MONTREAL: A woman wearing a virtual reality headset takes part in an experiment in which she chats with an AI to better understand the way it works. The National Film Board of Canada is conducting the experimenting.—AFP
MONTREAL: A woman wearing a virtual reality headset takes part in an experiment in which she chats with an AI to better understand the way it works. The National Film Board of Canada is conducting the experimenting.—AFP
MONTREAL: Rapid developments in artificial intelligence — and recent turmoil at industry powerhouse OpenAI — have brought fresh attention to a key hub of ethics research related to the technology in Montreal, led by Canadian “godfather of AI” Yoshua Bengio.

Bengio — who in 2018 shared with Geoffrey Hinton and Yann LeCun the Turing Award for their work on deep learning — says he is worried about the technology leapfrogging human intelligence and capabilities in the not-too-distant future.

Speaking at his home, the professor warned that AI developments are moving at breakneck speed and risked “creating a new species capable of making decisions that harm or even endanger humans.”

OpenAI’s recent dismissal and then rehiring a few days later of chief executive Sam Altman — who has been accused of downplaying risks in his push to advance its ChatGPT bot — illustrates some of the turmoil in the startup sector and fierce competition in the race to commercialise generative AI.

For some time, Bengio has been warning about companies moving too fast without guardrails, “potentially at the public’s expense.” It is essential, he said, to have “rules that’ll be followed by all companies.” At a world-first AI summit in Britain in early November, Bengio was tasked with leading a team producing an inaugural report on AI safety. The aim is to set priorities to inform future work on the security of the cutting-edge technology.
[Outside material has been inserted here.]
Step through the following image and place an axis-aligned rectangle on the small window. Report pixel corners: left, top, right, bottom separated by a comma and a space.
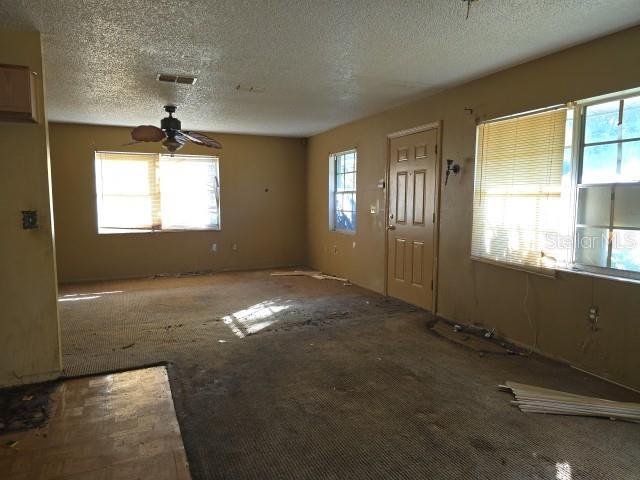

The renowned AI academic has brought together a “critical mass of AI researchers” (1,000+) thro­ugh his Mila research institute, located in a former working-class neighbourhood of Montreal. His neighbors include AI research facilities of American tech giants Micro­soft, Meta, IBM and Google.

“This concentration of experts in artificial intelligence, which is greater than anywhere else in the world,” is what attracted Google, says Hugo Larochelle, the hoodie-wearing scientific director of the Silicon Valley giant’s AI subsidiary Deepmind.